Last updated 12:07, May 6 2015

Former All Blacks wing Zac Guildford is keen on a return to Hawke's Bay after cutting ties with Clermont.

Zac Guildford could be back in a Hawke's Bay jersey this year but his homecoming is understood to be based purely on returning to a safe, secure, comfortable environment.

Guildford's decision to leave French club Clermont halfway through a two-year deal is seen as a mature call by those close to him.

Homesick and unhappy with life in France, where the language barrier has proved difficult to grasp, Guildford's decision to get out before another alcohol-fuelled incident is considered a positive outcome.

At this point, he is interested in playing for his home union, where he's been capped 68 times since 2007, helping defend the Ranfurly Shield and being close to family and close friends.

But he hasn't made any plans to return to Super Rugby and outside of rugby may explore the workforce. It is very much one step at a time.

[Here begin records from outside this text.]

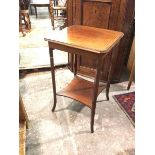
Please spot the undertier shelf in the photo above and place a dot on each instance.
(81, 90)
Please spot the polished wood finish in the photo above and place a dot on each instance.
(24, 15)
(87, 38)
(81, 90)
(23, 123)
(39, 4)
(107, 14)
(86, 41)
(131, 64)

"Another opportunity for me to become fitter and mentally stronger," Guildford posted on Twitter today. "No point in thinking what could of been time to look to the future."

Hawke's Bay chief executive Mike Bishop has been in regular contact with the former All Blacks wing via Facebook over the past week and is keen to see him back in a Magpies shirt for this year's NPC, which starts on August 13.

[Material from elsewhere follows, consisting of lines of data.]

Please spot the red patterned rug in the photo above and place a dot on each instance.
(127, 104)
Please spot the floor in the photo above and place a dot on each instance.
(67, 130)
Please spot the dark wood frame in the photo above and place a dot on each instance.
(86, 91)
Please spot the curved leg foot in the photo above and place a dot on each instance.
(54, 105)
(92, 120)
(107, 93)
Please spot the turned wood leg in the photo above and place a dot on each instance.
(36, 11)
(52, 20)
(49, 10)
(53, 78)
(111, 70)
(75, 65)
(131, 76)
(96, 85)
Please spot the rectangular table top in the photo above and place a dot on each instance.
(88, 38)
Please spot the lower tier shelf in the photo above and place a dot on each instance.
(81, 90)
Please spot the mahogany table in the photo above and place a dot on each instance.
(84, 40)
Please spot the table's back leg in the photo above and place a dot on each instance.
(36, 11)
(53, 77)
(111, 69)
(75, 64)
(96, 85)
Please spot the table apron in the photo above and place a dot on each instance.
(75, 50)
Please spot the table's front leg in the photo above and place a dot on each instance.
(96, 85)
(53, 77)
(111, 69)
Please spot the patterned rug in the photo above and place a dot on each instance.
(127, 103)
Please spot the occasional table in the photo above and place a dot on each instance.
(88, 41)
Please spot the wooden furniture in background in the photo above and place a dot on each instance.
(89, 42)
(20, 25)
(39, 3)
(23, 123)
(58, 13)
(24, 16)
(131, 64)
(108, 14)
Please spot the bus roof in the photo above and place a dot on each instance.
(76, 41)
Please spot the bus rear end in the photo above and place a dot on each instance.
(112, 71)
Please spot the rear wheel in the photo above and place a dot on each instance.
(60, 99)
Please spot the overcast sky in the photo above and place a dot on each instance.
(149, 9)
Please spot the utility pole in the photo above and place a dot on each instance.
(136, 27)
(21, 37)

"The contact I've had with him is it just hasn't been working in France and Hawke's Bay is where he'd prefer to be," Bishop said.

"Let's be fair, he wouldn't be the first 26-year-old to go overseas into a country that doesn't speak his language and get homesick. I'm pretty confident that's been a factor in this process. New Zealand is home and Napier is very much home."

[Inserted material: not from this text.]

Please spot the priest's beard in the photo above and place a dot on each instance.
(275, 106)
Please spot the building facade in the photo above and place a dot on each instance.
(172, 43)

Guildford burnt bridges with New Zealand Rugby when his contract was terminated last year after four seasons with the Crusaders and several off-field incidents.

There is a long way to go before those relationships could ever be mended. Doubts remain about his ability to cope with the expectations and pressures of professionalism.

When Guildford was granted an immediate release to join Clermont, NZR general manager rugby Neil Sorensen made it clear he had tested the patience of all involved but also seemingly left the door open for a return.

"He is a good man, talented but troubled," Sorensen said at the time. "Zac has struggled to continue to meet the commitments he made to himself to keep on top of his personal issues.

"Ultimately those issues are private to Zac but all parties agree that cutting ties now is the sensible decision.

"We hope that a change of environment, culture, new mates and challenges for this next stage of his young career will be the catalyst to springboard him back into the top form we know he can achieve both on and off the field.

"We hope he keeps the dream to pursue the black jersey alive, and returns one day to fulfil that."

Hawke's Bay do not require the governing body's permission to re-sign Guildford, paving the way for his return this year. Only should he pursue Super Rugby or the sevens arena would NZR become directly involved.

"We're free to contract whoever we wish at our level of the game," Bishop said. "Anything over and above that takes care of itself via NZR. That side of the equation is not for me to comment on. That's for others to take care of.

"He's been a good All Black; a fine Super Rugby player and an outstanding Magpie. He's pretty popular around these parts so we'll make room.

"What's happened with Zac has been well documented. It's time to start backing off that I believe and let the lad just be a rugby player and enjoy life. That's going to be our focus. We've got a lot of time for him.

"It wasn't that long ago he was running around for the All Blacks so if he's injury free and highly motivated we'd do a longer term than a year [deal] I can assure you.

"He's still a very high quality rugby player. He's always welcome back while I'm sitting in this chair."